The lobby at Montana State University’s Alumni Foundation office building is all torn up, being reconstructed as a bigger, better welcoming center—a symbol of the merger underway between two once-separate organizations.
People who walk in the front door of the building on South 11th Avenue, across the street from the Fieldhouse, used to have to make a choice, either to go right into the MSU Foundation or left into the Alumni Association offices. Now the offices and their missions are mixed together.
“Both of us are here to support MSU,” said Michael Stevenson, president and chief executive officer of the renamed MSU Alumni Foundation. “We know we can achieve more as one team.”
As of Jan. 1, the Alumni Association and fundraising Foundation will be officially merged into a single nonprofit organization.
“It is not a (national) trend—we are carving out a whole new path,” said Jaynee Groseth, MSU Alumni Association president for nearly 20 years, who retains her post.
“I think it’s fabulous,” said Linda Reynolds, former MSU Foundation chair and a Bozeman banker. In September, both boards of directors unanimously approved the merger.
Reynolds said the idea started when MSU’s new president, Waded Cruzado, spoke to the leaders of the two nonprofit boards. Cruzado said when she worked at New Mexico State University, its two support organizations working closely together and asked the two board chairs and vice chairs to look into it. A task force investigated and finally recommended the merger.
It’s already paying off, Stevenson and Groseth said. Working together, they raised more than $6 million in donations in a record 150 days to expand Bobcat Stadium and encouraged alumni Jake Jabs, the Denver furniture entrepreneur, to make a state-record $25 million donation to build a new College of Business.
The change comes at a good time, when both organizations are strong, Stevenson said. The Foundation has recovered from the economic downturn, and the Alumni Association has 13,000 members. Last year the MSU Foundation endowment grew to a record $112.3 million.
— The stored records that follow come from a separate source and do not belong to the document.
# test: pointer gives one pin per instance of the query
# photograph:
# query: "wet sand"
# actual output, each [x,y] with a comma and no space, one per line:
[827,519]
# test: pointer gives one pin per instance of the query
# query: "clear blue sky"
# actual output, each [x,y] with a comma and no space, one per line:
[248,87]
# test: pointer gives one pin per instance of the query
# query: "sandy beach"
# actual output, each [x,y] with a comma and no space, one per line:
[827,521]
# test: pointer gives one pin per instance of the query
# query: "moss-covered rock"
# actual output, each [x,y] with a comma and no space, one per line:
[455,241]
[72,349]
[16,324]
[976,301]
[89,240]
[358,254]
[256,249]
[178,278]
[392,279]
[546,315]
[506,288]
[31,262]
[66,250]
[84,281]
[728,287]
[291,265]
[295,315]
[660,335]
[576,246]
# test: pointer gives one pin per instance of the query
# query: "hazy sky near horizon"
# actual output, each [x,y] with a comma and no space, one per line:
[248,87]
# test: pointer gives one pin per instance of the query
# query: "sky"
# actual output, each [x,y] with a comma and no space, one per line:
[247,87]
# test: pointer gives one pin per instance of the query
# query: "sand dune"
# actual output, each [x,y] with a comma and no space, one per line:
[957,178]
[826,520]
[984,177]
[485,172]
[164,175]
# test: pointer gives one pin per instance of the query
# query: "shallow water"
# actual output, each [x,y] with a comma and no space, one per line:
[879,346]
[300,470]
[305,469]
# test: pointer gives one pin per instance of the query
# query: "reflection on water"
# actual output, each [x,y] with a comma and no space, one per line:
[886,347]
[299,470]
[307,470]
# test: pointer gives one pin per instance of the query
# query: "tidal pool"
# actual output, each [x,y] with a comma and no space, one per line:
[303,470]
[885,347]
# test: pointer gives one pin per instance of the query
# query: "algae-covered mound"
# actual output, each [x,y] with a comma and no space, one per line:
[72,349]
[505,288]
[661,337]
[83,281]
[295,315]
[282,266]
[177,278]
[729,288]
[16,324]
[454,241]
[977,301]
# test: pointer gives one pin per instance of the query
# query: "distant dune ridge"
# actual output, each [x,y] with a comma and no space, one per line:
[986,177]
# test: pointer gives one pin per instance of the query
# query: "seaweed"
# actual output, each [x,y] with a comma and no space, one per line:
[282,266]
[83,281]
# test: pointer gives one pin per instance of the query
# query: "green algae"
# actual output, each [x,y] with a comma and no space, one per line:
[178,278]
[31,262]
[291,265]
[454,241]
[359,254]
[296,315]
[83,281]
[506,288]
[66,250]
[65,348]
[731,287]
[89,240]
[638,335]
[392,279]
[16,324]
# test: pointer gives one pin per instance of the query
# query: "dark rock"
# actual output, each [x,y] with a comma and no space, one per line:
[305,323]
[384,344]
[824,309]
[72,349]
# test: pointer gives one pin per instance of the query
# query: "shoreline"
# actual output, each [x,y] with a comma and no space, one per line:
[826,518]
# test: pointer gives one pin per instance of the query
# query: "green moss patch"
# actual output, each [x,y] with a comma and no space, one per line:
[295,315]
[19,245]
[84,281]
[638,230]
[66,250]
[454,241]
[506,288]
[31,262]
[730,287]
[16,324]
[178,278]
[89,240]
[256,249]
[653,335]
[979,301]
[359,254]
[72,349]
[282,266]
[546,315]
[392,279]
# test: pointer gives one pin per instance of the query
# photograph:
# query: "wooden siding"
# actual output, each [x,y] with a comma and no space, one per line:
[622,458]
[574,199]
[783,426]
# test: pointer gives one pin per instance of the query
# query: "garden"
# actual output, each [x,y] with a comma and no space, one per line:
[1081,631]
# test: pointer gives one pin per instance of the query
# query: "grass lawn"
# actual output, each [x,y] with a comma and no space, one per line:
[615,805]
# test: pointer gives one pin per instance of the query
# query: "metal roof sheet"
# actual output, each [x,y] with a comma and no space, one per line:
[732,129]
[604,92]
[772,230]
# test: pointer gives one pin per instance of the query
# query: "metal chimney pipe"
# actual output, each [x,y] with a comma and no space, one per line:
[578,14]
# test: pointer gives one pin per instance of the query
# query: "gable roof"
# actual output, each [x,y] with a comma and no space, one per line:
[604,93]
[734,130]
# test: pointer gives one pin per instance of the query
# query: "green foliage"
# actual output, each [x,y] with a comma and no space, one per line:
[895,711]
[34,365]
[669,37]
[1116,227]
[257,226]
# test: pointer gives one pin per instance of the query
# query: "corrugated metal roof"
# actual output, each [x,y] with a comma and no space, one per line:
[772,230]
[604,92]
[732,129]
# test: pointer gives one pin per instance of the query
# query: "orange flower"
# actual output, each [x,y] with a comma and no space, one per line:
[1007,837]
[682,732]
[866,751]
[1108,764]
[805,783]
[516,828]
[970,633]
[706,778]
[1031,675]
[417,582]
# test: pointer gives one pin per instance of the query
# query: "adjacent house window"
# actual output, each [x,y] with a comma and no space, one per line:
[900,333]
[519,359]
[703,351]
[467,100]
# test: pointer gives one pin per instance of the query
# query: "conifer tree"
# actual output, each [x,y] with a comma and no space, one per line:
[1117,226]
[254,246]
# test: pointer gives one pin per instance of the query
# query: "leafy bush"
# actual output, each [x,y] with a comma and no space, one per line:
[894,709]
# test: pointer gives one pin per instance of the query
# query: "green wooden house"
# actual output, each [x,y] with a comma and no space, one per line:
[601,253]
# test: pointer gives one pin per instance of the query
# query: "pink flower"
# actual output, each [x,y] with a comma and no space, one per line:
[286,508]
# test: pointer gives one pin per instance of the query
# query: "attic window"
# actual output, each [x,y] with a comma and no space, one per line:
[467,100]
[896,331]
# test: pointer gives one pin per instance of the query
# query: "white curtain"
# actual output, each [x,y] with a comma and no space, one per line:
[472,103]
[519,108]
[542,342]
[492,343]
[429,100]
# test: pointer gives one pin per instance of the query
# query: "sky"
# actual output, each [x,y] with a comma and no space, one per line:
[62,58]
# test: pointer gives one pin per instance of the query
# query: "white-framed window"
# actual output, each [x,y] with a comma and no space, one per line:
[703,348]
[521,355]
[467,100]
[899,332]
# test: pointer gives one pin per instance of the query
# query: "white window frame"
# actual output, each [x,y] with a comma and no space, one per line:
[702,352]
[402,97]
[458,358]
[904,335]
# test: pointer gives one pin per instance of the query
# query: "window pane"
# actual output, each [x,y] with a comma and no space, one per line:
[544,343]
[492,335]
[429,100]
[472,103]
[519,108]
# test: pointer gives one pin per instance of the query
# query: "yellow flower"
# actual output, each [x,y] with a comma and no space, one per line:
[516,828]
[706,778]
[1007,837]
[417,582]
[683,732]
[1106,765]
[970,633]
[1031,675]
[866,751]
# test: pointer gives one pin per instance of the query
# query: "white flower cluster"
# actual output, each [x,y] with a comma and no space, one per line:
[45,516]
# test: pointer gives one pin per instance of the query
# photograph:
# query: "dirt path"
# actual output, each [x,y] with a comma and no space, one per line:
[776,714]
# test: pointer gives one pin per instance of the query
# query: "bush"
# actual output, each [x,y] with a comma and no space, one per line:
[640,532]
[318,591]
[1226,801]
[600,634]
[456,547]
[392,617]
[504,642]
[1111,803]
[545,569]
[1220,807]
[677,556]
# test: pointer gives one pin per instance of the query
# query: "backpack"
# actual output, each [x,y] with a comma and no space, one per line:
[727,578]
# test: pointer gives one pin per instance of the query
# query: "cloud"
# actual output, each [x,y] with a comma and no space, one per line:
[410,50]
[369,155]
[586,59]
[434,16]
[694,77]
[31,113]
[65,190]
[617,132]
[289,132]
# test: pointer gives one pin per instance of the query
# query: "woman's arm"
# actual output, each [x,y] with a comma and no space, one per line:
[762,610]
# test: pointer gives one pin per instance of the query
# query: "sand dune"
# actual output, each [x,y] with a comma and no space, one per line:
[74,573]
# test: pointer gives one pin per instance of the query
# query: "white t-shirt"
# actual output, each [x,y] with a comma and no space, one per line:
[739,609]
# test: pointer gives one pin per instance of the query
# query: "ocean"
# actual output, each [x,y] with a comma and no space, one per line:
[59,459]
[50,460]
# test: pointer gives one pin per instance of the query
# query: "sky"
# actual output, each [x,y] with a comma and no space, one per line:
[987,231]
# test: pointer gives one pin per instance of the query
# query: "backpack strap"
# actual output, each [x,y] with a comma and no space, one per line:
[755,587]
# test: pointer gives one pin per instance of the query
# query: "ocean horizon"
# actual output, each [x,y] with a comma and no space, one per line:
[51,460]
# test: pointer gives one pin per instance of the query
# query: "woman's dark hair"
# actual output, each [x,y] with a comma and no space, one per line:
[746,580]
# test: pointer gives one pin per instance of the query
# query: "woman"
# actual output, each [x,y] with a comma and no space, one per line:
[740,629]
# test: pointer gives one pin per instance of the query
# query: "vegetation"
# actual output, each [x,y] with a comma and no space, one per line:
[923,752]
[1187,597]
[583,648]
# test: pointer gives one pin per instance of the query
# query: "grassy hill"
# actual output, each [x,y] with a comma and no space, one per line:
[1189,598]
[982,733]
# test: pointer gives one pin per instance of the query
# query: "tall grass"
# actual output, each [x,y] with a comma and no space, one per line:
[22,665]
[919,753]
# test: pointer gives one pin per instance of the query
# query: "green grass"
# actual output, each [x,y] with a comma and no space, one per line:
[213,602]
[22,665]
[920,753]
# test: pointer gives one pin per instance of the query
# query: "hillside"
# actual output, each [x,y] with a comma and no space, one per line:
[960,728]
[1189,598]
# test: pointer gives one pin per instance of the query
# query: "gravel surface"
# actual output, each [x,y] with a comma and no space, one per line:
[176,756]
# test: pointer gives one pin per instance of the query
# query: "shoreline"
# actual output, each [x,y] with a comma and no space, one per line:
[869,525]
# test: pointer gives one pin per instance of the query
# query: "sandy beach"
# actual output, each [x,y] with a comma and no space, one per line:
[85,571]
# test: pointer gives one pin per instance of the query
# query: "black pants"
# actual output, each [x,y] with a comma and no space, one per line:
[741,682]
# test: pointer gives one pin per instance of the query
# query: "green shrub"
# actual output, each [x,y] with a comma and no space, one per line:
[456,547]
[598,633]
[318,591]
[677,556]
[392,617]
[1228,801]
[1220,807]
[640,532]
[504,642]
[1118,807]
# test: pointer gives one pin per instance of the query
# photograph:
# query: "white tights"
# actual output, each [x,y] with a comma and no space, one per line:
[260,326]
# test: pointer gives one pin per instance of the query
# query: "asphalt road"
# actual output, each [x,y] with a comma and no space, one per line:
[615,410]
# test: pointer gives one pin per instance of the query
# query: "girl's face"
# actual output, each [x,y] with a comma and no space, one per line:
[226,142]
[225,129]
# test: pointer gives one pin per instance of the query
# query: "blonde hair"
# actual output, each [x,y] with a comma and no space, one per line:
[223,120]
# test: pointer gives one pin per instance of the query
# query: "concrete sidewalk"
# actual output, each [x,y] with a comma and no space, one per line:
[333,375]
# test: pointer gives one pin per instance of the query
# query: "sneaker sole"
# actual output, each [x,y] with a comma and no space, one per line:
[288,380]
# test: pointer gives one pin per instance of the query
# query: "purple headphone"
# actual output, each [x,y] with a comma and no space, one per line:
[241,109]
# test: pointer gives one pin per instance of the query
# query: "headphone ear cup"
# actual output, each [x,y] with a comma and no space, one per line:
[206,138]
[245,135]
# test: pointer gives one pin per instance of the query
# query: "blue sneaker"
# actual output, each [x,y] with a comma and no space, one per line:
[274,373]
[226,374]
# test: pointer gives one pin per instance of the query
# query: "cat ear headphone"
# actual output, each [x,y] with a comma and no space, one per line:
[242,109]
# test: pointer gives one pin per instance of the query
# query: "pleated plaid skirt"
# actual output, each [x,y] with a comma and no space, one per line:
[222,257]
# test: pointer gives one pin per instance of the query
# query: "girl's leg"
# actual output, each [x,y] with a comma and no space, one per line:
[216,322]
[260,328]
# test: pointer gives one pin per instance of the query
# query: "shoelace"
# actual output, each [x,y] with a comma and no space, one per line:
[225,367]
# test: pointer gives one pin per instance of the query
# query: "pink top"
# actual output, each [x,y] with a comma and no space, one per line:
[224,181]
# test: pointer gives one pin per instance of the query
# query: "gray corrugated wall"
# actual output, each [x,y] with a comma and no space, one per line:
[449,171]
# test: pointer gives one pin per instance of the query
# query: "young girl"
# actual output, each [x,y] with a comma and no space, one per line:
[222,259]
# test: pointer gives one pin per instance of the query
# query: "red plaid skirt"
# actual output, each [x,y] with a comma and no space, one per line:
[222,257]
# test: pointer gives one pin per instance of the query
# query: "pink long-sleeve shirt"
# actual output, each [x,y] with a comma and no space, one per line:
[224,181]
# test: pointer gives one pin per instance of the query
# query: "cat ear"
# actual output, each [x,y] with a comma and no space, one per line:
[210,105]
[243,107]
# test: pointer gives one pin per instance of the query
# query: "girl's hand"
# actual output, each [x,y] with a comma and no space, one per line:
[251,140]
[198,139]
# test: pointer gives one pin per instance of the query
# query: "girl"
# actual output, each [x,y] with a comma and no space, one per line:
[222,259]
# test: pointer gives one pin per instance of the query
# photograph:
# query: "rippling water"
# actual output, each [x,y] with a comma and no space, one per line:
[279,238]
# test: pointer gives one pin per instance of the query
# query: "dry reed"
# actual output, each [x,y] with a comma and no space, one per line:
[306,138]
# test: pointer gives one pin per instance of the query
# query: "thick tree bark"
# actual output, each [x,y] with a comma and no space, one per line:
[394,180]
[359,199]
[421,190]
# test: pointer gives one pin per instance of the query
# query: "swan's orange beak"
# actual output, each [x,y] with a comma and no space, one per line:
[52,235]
No one has lost a job in the merger. Alumni Association employees, including Groseth, who were state employees are now employees of the Alumni Foundation.
In fact, the joint Alumni Foundation is adding jobs. Stevenson said the two organizations used to have 39 employees, and now they expect to have 51 employees, including five new jobs being filled.
The Alumni Association, Groseth said, “has gone from a staff of six to having the talents of 51.”
Stevenson said he received no pay raise as a result of the merger. He decided his office was too large, and it’s being divided up into smaller offices and a conference room as part of the $20,000 remodeling to make space for additional employees.
Asked if MSU is gearing up for a $100 million major fundraising campaign, something retired MSU President Geoff Gamble talked about before the recession hit, Stevenson they’re in the advanced planning stages. A consultant has been hired to determine how large the campaign should be, and MSU’s administration is developing a strategic plan that will set MSU’s priorities, which would shape the campaign’s goals.
A new 18-member board of governors has been formed to run the merged organization. There are more than 50 people serving on the two old boards; some chose to become members of new advisory boards. Mike Ferris, an engineering graduate who lives near Atlanta and also has a home at Big Sky, is new chairman of the board of governors.
The future looks bright, despite the lingering weak economy, Stevenson said. The student phone-a-thon, which raises money for colleges and academics, has seen the number of first-time donors jump 58 percent, and the average gift is up 63 percent.
Groseth said people have great “support and loyalty and love for MSU.”